A husband and wife have been charged with unlawful use of a weapon for pointing guns at demonstrators outside their home in St Louis, Missouri.
Lawyers Mark and Patricia McCloskey drew guns on racial justice protesters marching through the grounds of their $1.15m mansion last month.
The couple said they armed themselves because they felt threatened.
But St Louis' top prosecutor said their actions had risked creating violence at an otherwise peaceful protest.
"It is illegal to wave weapons in a threatening manner at those participating in non-violent protest, and while we are fortunate this situation did not escalate into deadly force, this type of conduct is unacceptable in St Louis," said Kim Gardner, who is the city's first black circuit attorney.
"We must protect the right to peacefully protest, and any attempt to chill it through intimidation will not be tolerated," she added.
The McCloskeys also face a charge of fourth-degree assault.
The couple's lawyer, Joel Schwartz, called the decision to press charges "disheartening as I unequivocally believe no crime was committed".
The couple, both personal injury attorneys who live on a private street, have said they were within their rights to defend their property.
Missouri Governor Mike Parson has said he was prepared to exercise his pardon powers if prosecutors brought criminal charges in the case.
"I don't think they're going to spend any time in jail," the Republican told a local radio station last week.
When he was a legislator, the governor co-wrote Missouri's "castle doctrine" law that justifies deadly force for those who are defending their homes from intruders.
On Friday, the couple made an appearance at a virtual Trump campaign event. Earlier, Mr Trump told the conservative news website Townhall: "They want to prosecute these people, it's a disgrace."

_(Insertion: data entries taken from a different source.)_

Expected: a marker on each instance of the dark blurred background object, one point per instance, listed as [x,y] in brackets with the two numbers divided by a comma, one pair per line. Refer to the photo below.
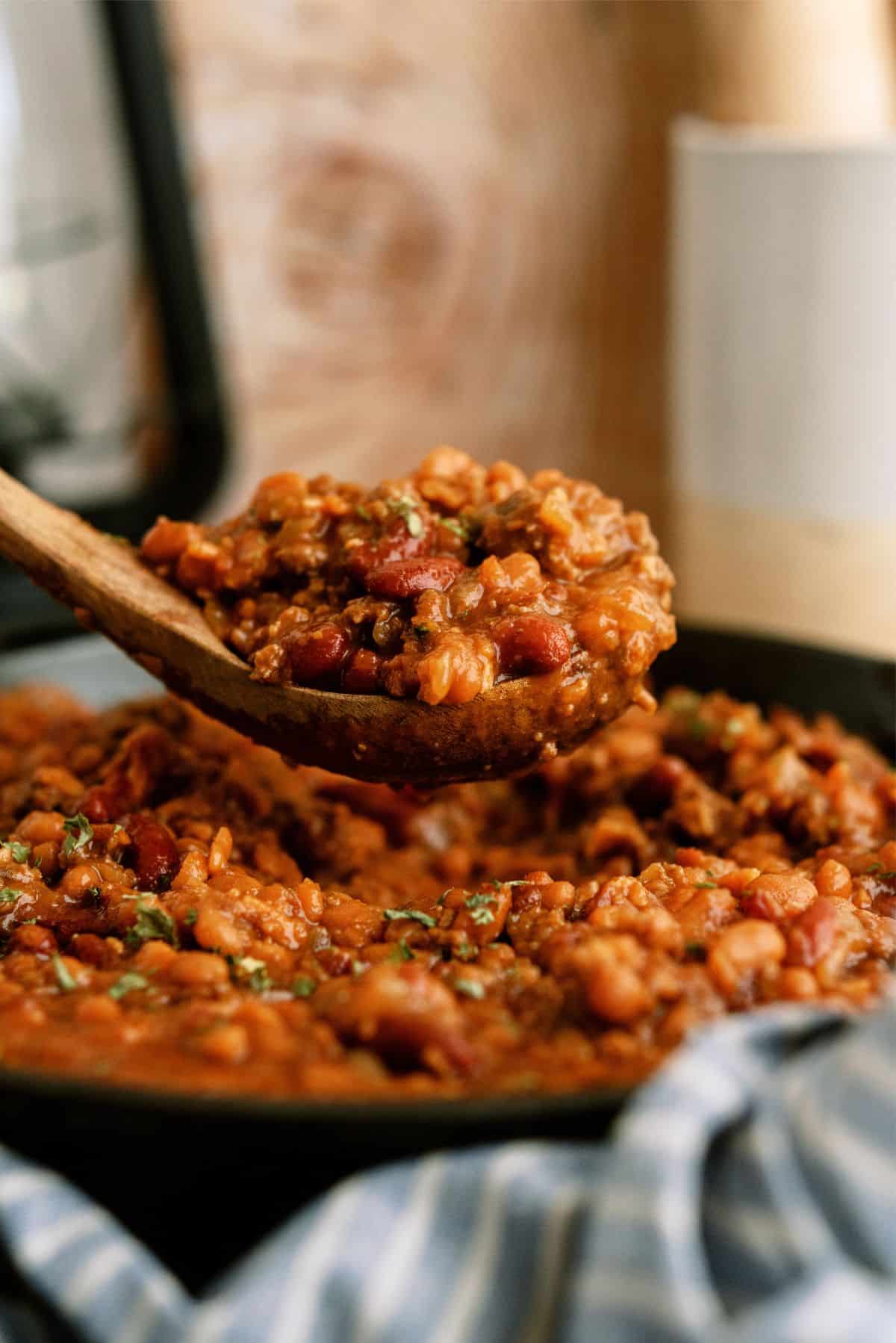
[109,395]
[461,223]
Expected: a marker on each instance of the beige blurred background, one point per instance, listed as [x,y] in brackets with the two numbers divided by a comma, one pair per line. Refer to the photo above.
[440,220]
[450,222]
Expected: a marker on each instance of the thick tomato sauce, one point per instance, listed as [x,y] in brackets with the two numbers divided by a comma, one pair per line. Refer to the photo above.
[437,586]
[180,910]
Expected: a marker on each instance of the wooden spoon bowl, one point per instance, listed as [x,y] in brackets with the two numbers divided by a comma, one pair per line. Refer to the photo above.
[368,736]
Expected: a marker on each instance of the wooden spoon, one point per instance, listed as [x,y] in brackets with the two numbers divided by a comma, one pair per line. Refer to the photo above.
[370,736]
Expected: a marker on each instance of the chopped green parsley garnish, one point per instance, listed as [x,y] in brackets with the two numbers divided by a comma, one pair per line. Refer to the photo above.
[458,525]
[428,920]
[479,904]
[479,900]
[127,984]
[252,970]
[65,978]
[152,923]
[731,731]
[78,834]
[408,508]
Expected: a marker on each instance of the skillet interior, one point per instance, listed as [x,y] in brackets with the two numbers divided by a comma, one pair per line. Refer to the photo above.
[202,1179]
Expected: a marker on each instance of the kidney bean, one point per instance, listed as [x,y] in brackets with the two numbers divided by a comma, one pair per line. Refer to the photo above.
[363,673]
[143,759]
[394,545]
[317,656]
[529,645]
[152,852]
[401,579]
[813,934]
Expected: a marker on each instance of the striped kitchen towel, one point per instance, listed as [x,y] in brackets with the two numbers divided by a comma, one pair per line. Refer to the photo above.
[746,1196]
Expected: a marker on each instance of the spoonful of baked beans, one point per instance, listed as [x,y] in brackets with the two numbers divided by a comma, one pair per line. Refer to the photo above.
[461,622]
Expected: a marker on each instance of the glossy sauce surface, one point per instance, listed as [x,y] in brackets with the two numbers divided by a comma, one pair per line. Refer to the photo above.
[433,587]
[180,910]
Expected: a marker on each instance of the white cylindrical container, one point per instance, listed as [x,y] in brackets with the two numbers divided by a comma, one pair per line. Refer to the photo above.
[783,385]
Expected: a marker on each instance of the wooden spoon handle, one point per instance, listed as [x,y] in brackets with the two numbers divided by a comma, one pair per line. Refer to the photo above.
[99,577]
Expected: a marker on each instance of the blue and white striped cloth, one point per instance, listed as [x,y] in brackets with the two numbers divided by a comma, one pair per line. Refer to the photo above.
[747,1196]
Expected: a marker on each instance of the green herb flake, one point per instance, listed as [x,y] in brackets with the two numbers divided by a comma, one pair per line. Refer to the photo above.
[408,508]
[78,834]
[428,920]
[253,971]
[128,984]
[732,730]
[458,525]
[152,924]
[65,978]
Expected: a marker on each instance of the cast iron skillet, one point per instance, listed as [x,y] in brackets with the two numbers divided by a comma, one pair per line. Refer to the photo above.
[202,1179]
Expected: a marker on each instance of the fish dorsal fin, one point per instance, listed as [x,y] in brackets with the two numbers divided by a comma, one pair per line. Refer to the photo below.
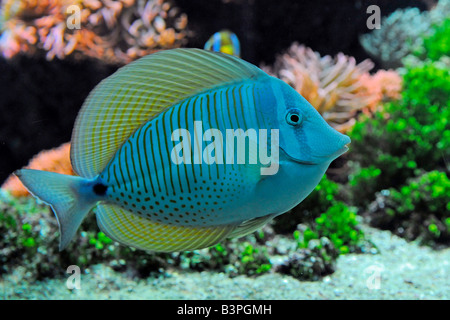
[140,91]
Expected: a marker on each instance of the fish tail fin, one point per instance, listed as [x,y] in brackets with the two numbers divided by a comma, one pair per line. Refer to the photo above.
[63,193]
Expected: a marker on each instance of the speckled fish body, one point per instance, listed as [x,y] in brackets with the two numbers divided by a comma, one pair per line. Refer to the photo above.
[123,149]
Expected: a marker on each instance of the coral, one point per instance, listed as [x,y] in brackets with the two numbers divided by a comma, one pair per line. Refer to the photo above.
[315,204]
[318,259]
[336,87]
[113,31]
[402,33]
[55,160]
[438,44]
[406,136]
[383,86]
[419,209]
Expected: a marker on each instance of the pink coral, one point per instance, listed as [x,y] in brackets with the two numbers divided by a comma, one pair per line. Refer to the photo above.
[115,31]
[337,87]
[55,160]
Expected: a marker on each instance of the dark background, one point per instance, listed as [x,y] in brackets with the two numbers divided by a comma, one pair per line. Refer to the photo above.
[40,99]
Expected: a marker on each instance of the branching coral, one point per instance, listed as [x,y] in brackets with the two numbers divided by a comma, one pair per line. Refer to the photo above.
[336,87]
[114,31]
[55,160]
[402,33]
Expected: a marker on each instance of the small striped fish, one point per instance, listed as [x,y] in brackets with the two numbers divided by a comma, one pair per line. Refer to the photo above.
[224,41]
[156,190]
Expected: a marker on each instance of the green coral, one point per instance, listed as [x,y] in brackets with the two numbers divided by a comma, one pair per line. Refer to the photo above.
[418,209]
[339,224]
[315,204]
[438,44]
[405,137]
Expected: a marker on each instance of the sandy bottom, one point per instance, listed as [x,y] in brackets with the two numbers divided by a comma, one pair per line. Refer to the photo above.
[401,270]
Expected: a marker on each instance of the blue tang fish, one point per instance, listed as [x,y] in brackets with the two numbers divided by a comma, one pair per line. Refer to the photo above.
[157,152]
[224,41]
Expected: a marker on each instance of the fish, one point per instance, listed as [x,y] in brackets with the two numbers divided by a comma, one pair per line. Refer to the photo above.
[224,41]
[183,148]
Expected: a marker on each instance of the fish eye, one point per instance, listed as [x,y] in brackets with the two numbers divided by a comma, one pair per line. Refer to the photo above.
[294,118]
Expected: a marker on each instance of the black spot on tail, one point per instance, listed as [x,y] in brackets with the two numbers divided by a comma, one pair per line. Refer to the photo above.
[100,189]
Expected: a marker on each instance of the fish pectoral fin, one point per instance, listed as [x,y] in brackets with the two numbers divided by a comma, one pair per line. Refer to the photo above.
[250,226]
[130,229]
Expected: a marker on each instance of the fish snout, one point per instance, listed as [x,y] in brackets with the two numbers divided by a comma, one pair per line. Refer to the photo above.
[333,146]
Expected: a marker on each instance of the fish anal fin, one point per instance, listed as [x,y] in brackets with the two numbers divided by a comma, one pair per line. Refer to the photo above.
[135,231]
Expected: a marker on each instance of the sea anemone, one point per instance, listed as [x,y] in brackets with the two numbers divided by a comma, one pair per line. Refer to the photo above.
[337,87]
[402,33]
[114,31]
[55,160]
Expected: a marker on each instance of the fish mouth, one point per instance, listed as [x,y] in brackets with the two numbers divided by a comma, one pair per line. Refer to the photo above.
[321,159]
[307,163]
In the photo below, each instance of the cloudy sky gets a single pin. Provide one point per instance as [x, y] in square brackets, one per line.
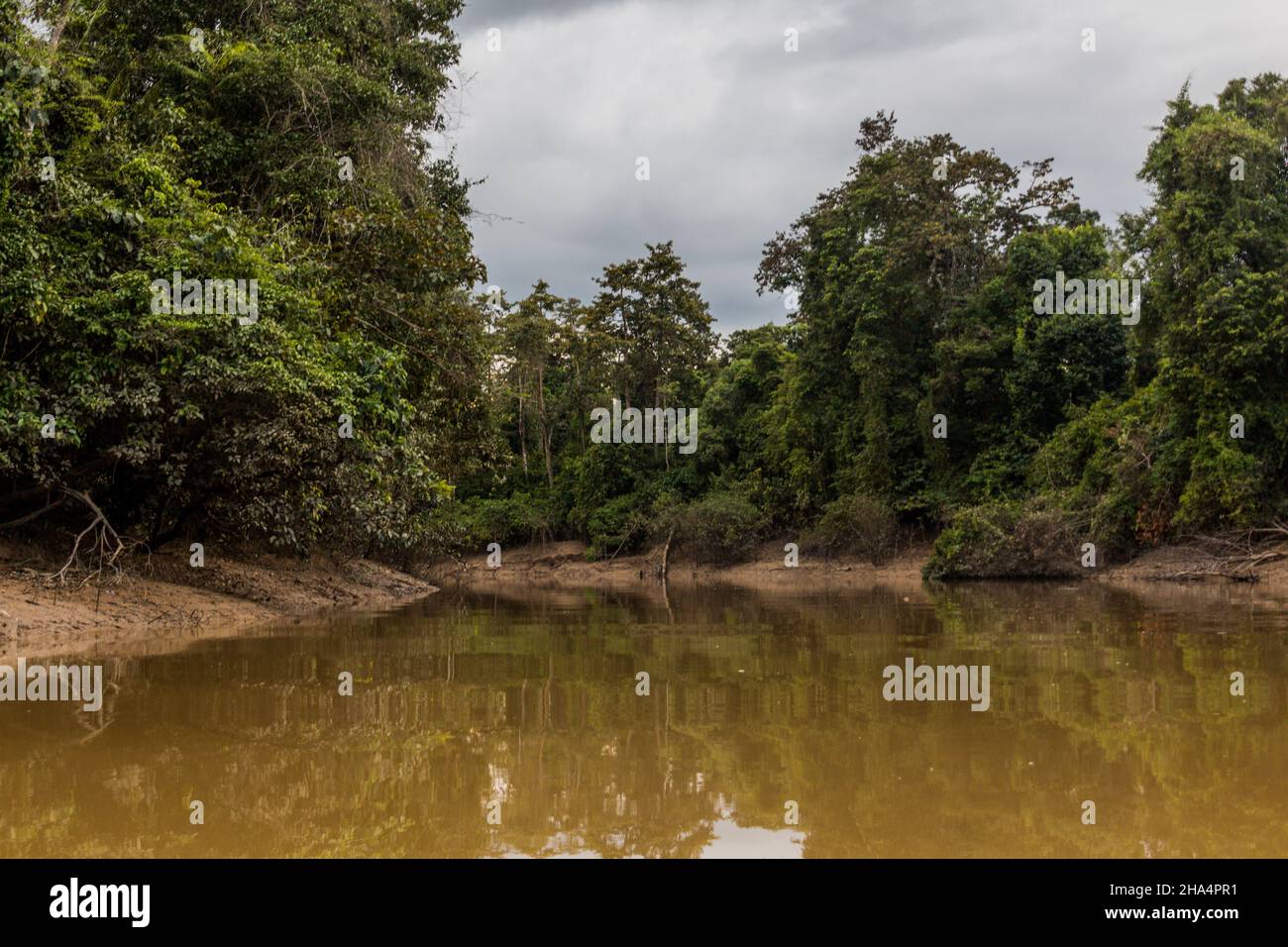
[741, 136]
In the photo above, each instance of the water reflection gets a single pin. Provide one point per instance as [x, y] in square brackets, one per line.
[755, 701]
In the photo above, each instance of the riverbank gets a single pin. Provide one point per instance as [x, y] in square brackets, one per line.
[565, 564]
[161, 595]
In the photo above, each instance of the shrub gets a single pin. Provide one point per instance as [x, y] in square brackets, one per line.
[717, 528]
[855, 523]
[1012, 540]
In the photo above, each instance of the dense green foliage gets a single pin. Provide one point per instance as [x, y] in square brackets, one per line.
[914, 385]
[917, 380]
[222, 158]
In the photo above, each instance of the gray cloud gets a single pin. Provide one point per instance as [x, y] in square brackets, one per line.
[742, 136]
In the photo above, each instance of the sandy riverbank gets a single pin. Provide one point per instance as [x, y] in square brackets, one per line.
[565, 565]
[161, 595]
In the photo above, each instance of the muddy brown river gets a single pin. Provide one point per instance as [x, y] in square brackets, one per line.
[520, 723]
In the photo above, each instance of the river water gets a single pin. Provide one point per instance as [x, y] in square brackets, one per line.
[513, 724]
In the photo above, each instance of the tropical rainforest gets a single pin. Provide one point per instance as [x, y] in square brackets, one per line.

Video footage showed Mr McCloskey, 63, and his wife, 61, draw firearms as demonstrators marched past their mansion to the home of St Louis Mayor Lyda Krewson to call for her resignation on 28 June.
The mayor had infuriated activists by reading out on Facebook Live the names and addresses of people advocating defunding the police.
The McCloskeys' legal team has said two or three white protesters had threatened the couple and their property.
According to a police report on the incident, the couple said a large group of people had broken through an iron gate marked with "No Trespassing" and "Private Street" signs. One of the protest leaders maintained the gate was already open.
The march was part of a nationwide wave of demonstrations over police brutality and racism prompted by the killing of an unarmed black man, George Floyd, by a white policeman.
Ms Gardner is recommending that the husband and wife participate in a "diversion programme" designed to reduce unnecessary involvement with the courts.
It could see them ordered to take part in community service or a remedial course.
Class E felonies like unlawful use of a weapon can carry prison sentences of up to four years.